Are we ready for that kind of sacrifice?
We have the OWS movement, but how many of us have really put our votes, our money and our bodies sacrificially where our mouths and keyboard have been?
That is a great question! I find inspiration in the example of my grandfather, who began pushing hard to end racial segregation in North Carolina shortly after his return from the war in Europe in 1946. He was still fighting for justice on this, and other issues, when he died in 1970. He was by no means satisfied with what had been done, but he was happy that some real progress had been made– because he and many others didn’t give up in the face of stiff, even violent resistance.
I also draw inspiration from my friend C., who is now in jail because of her civil disobedience outside the gates of Hancock AFB (from where drones that have killed children and other innocent civilians are controlled). Fired from her job because of her activism, she can take comfort in knowing there is a large network of friends who will happily help to support her upon her release.
My own fractured rib (courtesy of NYPD batons) is a very small price to pay for having had the joyful opportunity to speak truth to power on Rector Street in lower Manhattan. I’ll be back in the streets on May Day, and many other days, and I won’t stop coming until I’m six feet under!
No justice, no peace. No war but class war…
Please show up somewhere on May Day! You can find out from local labor leaders where…
I’ve felt for several months that things were starting to move in the manner of the 1960s. (It’s one of the reasons I got involved with FDL.) And I’m glad to see you stating it in so many words with this post, Apg.
What we need, aside from more concrete suggestions on how to move things along, is fewer FDL diaries which point out that some rightwing nut has said or done something nutty, followed by 50 comments to the effect that he or she is a nut, with no examination of what the nuttiness portends in its given context. I can get that by watching MSNBC. Let’s get serious.
The way the police and the military are treated by the PTB is a cause for long term hope, OFG. No revolution is successful without at least the abstention of people like that, and plenty are successful when they switch sides.
It’s happened before. It will happen again. And yes, it CAN happen in America. Those who denigrate all cops and soldiers as brainless automatons serve the interests of the ruling classes.
You’re right Ohio Barbarian! Even the pampered and privileged Praetorian guard ditched the Western Roman emperors, when the going got tough.
Well said EFB!! One group of folks doing something serious are the folks fighting Keystone XL. If you, or anyone you know, wants to get involved– next week provides many opportunities: http://www.tarsandsblockade.org/weekofaction/planned_actions/
That’s because they’ve been conditioned to accept the duopoly as The Only Reality.
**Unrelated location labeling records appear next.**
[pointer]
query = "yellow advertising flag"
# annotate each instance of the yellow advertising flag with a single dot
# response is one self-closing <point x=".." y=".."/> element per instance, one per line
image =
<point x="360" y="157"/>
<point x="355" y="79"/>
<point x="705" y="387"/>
Many of them vote back and forth–they get pissed at the Republicans and vote in Democrats. Then they get pissed off at Democrats and vote Republican.
Many who don’t vote don’t because they don’t see the difference. Offer these people something else that is perceived to have a chance at success and many of them will get out and vote.
Or man the barricades. Kinda depends on the situation.
I think that the figure of third party votes was probably ten times higher. You know, like what happens at protests rallies – hundreds of thousands of people show up, and the Mainstream Media tells us that the crowd was only counted to be a total of 22,000 people.
I remember at one of the Bigger Anti Iraq Attack rallies, in San Francisco, a crowd-counting expert went up in a plane, and he stated there were 700,000 people there. One of the three Big Networks had its local newscasters mention his figures, but the other two didn’t.
Only way we will ever know is if we have people doing after the vote head counts, which is problematic, because sometimes people don’t want to tell anyone who they voted for.
Thanks, Apg, that is one impressive list and it’s going to be a good week!